Creating a Malaria Data Integration and Visualisation System
Mark Westra and their team at the Akvo Foundation in the Netherlands will build a central data integration platform for malaria that assembles existing data from a variety of sources and enables it to be easily visualized, analyzed, and shared by all types of users. They will build an initial system and test it with a first set of users composed of key groups of stakeholders and users in multiple countries. This will help them gain a detailed understanding of what different users need from such a platform to ensure it becomes a valuable resource for the community. This information will then be used for iterative product development to build in additional functions and integrate new sources of data.
A Machine-Learning ETL Extension to DHIS2
Nathan McEachen of TerraFrame Inc. in the U.S. will build an extract, transform and load (ETL) plugin so that diverse types of data on disease incidence, spread, and interventions, recorded with different methods can be easily uploaded into the District Health Information Software version 2 (DHIS2) open-source platform, to better inform disease elimination efforts. The DHIS2 is widely used particularly across sub-Saharan Africa to report, analyze and distribute disease-relevant information. However, data collected using different software or in different formats cannot easily be imported despite their potential significance for disease elimination. In cooperation with the Zambia National Malaria Control Centre (NMCC) and their DHIS2-expert in-country partner organization they will identify user requirements for the plugin, such as the systems being used and the nature of the incompatibilities, and test it with NMCCs in other countries.

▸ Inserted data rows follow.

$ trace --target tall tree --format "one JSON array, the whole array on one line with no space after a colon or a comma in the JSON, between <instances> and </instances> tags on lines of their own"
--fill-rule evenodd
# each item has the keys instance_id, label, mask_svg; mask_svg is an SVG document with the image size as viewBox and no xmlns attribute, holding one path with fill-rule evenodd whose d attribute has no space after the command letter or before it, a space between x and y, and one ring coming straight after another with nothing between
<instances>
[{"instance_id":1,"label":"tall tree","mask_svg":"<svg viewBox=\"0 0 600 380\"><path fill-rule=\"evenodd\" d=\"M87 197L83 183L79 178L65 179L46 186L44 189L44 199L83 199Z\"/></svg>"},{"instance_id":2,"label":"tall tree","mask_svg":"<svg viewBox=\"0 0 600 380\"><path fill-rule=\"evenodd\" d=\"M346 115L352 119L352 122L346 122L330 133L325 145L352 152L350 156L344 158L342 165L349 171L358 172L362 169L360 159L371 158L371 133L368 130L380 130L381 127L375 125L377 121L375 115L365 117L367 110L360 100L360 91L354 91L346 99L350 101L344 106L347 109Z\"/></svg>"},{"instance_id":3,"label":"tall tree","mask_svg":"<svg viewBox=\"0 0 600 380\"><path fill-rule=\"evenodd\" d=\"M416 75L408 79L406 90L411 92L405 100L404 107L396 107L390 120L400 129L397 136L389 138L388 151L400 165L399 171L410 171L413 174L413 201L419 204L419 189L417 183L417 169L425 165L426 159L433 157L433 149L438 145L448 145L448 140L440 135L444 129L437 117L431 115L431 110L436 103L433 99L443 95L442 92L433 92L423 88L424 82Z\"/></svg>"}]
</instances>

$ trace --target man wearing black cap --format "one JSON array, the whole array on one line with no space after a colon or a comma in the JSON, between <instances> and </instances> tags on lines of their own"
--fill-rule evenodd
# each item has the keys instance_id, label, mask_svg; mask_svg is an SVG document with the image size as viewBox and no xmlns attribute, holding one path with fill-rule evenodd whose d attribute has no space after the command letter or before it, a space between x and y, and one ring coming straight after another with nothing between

A New Application Development for Malaria Elimination
Yang Cheng of Jiangnan University in China will develop a smartphone application to track Chinese individuals who move to work in other countries with high levels of malaria. When these migrant workers return home, there is a risk that they also import malaria, which can then be locally spread via mosquitoes and cause an outbreak. They will develop the application to measure body temperature and track location, and combine it with an existing malaria response system that is used to identify, track and treat malaria in the Jiangsu province, to improve the accuracy and speed of response.